1周年記念ではいろいろなところがパワーアップ!

――1周年ではさまざまな施策があるということで、改めてご紹介お願いできますでしょうか。

 6大新規アプデを実施しています。まずは、イングラシア王国のエリアが追加されて、国の外に出られるようになりました。自分の国ではないので建国はできませんが、イングラシアで起きる国交物語があり、それをクリアしていくと国交レベルが上がって機能が解放されたり貿易したりできるようにもなっています。

 あとは、英傑杯というPvPコンテンツが実装されました。他の盟主と対戦をして、自分の国のランクを上げて報酬を獲得するコンテンツです。英傑杯では“英傑杯特性”というここでしか発動しないスキルとして、相手の加護を封印するなど、独自のバトル新要素も追加されています。バトル形式は、リーグ戦を行ったあとにランキング戦を行う形です。

 育成面では、“刻印符”というものが追加されて、キャラクターに追加能力を付与できるようになりました。また、過去のキャラクターも“英傑特性”を付けることでバランス調整して、引き続き使えるようにしていきます。

 続いては新イベントです。ここでは、リムルとアナザーリムルが衝突するキービジュアルとなっています。キャラクターは、配布キャラクターとしてイジス。スカウトキャラクターとしてヴェルドラ、リムル、ミリムが登場します。ミリムは覚醒1回分のアイテムが手に入るミッションを開催予定です。

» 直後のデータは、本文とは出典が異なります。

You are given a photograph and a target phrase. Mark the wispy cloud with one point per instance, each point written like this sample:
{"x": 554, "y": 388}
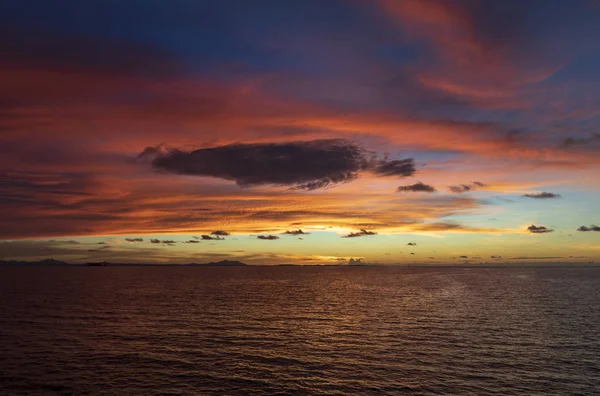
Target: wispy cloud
{"x": 463, "y": 188}
{"x": 359, "y": 234}
{"x": 542, "y": 195}
{"x": 267, "y": 237}
{"x": 417, "y": 187}
{"x": 590, "y": 228}
{"x": 538, "y": 229}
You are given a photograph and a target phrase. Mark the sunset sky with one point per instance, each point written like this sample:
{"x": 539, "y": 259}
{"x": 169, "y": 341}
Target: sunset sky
{"x": 390, "y": 131}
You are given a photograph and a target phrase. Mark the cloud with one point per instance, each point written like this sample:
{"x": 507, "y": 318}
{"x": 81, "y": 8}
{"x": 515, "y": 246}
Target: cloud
{"x": 405, "y": 167}
{"x": 417, "y": 187}
{"x": 454, "y": 227}
{"x": 590, "y": 228}
{"x": 296, "y": 232}
{"x": 359, "y": 234}
{"x": 463, "y": 188}
{"x": 538, "y": 229}
{"x": 167, "y": 242}
{"x": 304, "y": 165}
{"x": 536, "y": 258}
{"x": 571, "y": 141}
{"x": 211, "y": 238}
{"x": 542, "y": 195}
{"x": 268, "y": 237}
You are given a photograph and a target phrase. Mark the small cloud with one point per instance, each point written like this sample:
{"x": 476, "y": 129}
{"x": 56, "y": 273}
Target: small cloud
{"x": 590, "y": 228}
{"x": 417, "y": 187}
{"x": 219, "y": 233}
{"x": 167, "y": 242}
{"x": 537, "y": 258}
{"x": 296, "y": 232}
{"x": 133, "y": 240}
{"x": 538, "y": 229}
{"x": 211, "y": 238}
{"x": 268, "y": 237}
{"x": 99, "y": 249}
{"x": 360, "y": 233}
{"x": 571, "y": 141}
{"x": 463, "y": 188}
{"x": 542, "y": 195}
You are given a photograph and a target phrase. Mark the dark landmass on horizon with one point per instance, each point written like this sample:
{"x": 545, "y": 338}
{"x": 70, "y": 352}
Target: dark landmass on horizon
{"x": 234, "y": 263}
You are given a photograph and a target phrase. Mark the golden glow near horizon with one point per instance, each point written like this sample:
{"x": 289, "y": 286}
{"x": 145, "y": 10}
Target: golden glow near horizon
{"x": 423, "y": 125}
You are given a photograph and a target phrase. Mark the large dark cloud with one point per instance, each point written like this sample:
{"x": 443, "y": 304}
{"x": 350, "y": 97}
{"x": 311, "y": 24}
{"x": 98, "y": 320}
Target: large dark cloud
{"x": 542, "y": 195}
{"x": 590, "y": 228}
{"x": 463, "y": 188}
{"x": 359, "y": 234}
{"x": 219, "y": 233}
{"x": 417, "y": 187}
{"x": 538, "y": 229}
{"x": 306, "y": 165}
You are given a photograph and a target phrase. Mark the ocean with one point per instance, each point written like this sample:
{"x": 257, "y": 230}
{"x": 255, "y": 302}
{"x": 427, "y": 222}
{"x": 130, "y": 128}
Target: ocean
{"x": 299, "y": 330}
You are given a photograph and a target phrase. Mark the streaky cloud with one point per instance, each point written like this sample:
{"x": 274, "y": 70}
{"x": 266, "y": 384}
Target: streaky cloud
{"x": 360, "y": 233}
{"x": 542, "y": 195}
{"x": 267, "y": 237}
{"x": 464, "y": 188}
{"x": 417, "y": 187}
{"x": 296, "y": 232}
{"x": 538, "y": 229}
{"x": 590, "y": 228}
{"x": 219, "y": 233}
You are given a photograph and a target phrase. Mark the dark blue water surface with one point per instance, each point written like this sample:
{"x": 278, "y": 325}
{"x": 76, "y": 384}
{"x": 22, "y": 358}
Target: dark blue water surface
{"x": 299, "y": 330}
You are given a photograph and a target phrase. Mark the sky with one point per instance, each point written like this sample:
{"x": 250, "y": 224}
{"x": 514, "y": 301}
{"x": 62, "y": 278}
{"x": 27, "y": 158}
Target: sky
{"x": 300, "y": 131}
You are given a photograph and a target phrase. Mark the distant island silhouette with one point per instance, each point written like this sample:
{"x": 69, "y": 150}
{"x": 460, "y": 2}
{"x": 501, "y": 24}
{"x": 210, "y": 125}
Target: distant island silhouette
{"x": 234, "y": 263}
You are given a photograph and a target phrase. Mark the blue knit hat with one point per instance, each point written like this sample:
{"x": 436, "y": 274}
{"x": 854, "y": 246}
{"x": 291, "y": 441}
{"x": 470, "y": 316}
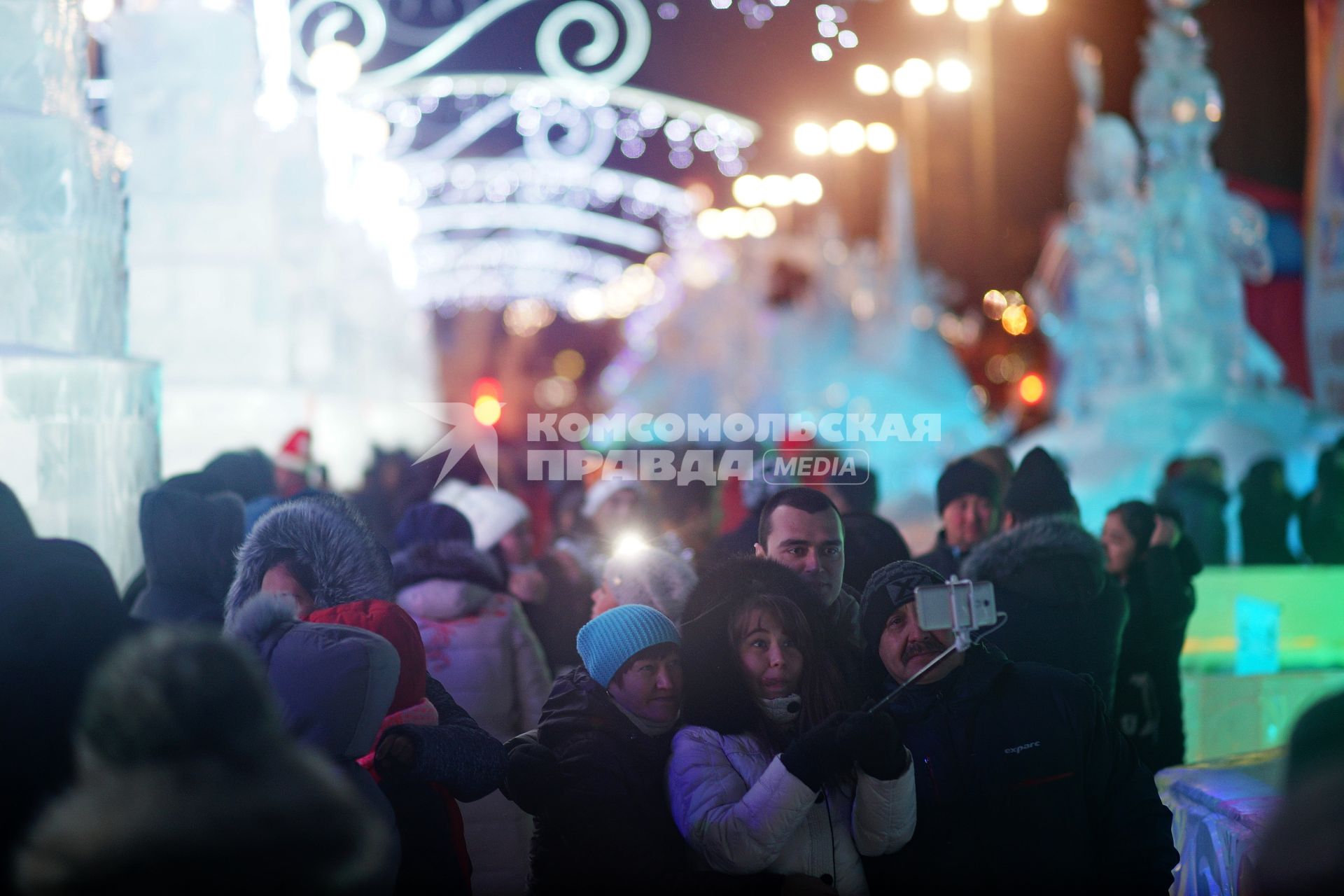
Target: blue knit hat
{"x": 610, "y": 640}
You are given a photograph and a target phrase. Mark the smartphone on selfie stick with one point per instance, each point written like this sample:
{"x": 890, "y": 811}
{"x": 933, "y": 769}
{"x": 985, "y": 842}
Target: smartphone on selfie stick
{"x": 960, "y": 606}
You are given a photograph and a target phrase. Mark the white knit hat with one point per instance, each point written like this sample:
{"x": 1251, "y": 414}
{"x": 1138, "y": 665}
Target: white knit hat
{"x": 604, "y": 489}
{"x": 491, "y": 512}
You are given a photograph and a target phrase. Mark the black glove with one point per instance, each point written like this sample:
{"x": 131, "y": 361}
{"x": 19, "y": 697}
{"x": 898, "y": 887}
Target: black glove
{"x": 874, "y": 742}
{"x": 530, "y": 778}
{"x": 815, "y": 755}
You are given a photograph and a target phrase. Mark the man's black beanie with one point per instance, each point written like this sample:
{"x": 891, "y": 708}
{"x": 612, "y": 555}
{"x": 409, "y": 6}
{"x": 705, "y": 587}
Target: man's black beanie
{"x": 1040, "y": 488}
{"x": 890, "y": 587}
{"x": 967, "y": 477}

演出や絵も凝ったものになっているので、ぜひ入手していただければと思います。

 他にも、キャラクターを選択できるチケットを配布したり、ストーリーでアナザーリムルとアナザークレイマンが登場したり、1周年は見どころ満載でお届けしていきます。

 さらに、1周年では100大施策を実施予定です。すでに発表されていますが、これは4カ月にかけて続々と行っていくものになります。はじめしゃちょーさんが出演するTV-CMを放送したり、熊田茜音さんと寺島拓篤さんの新主題歌『VISIONS(feat. 寺島拓篤)』を解禁したり、最大100連分のスカウトが引けるキャンペーンの実施や周年スカウトである“魔王竜祭スカウト”では星5の排出率を5%に上げたり、こういった施策が4カ月間続いていきます。

――CMではじめしゃちょーさんを起用したのはどのような経緯があったのでしょうか?

 CM内容を検討しているときに、はじめしゃちょーさんが『転スラ』を好きだという情報を耳にしまして、スライムを被ったイメージがあることやターゲット層への影響力に期待して起用を決めました

――11月には劇場版が公開されましたし、1周年でもあるこのタイミングでゲームを始める人も多いと思います。そういった方向けの施策は用意されていますか?

 劇場版などをきっかけにゲームを始める人向けに、初心者用ミッションは随時用意していく予定です。あとは友達紹介キャンペーンを追加する予定で、友達を招待すると魔晶石がもらえるというキャンペーンです。仲間内で誘い合って遊んでもらえれば、スカウト最大30連分の魔晶石が手に入ります。

 11月25日に公開された劇場版については入場者特典が配布されまして入場者特典のまおりゅうのページにあるコードを打ち込むと特別なリムルが手に入るキャンペーンを行います。劇場版を見に行かれた方は、ぜひ手に入れていただきたいですね。

――次の1年では、どのような施策を用意されているのでしょうか? 現時点で話せる範囲で構いませんので教えてください。

  『転スラ』のファンの方であれば「おっ?」となるようなものを用意しています。『まおりゅう』を続けていただければ、ずっと楽しい気分で遊んでもらえるかと。『転スラ』好きであれば、ずっと喜んでもらえるようなコンテンツを提供し続けられると思いますので、期待してお待ちいただければと思います。

――最後にゲームをプレイしているファンに向けてメッセージをお願いします。

 『転スラ』という作品を楽しむうえで、『まおりゅう』が側にあるとおもしろさが倍増する。そんな存在であれるように、開発一同前のめりで、全力で取り組んでいます。そこに一緒についてきて、走ってもらえると嬉しい限りです。これからも盟主の皆様と一緒に建国譚を紡いでいければと思います。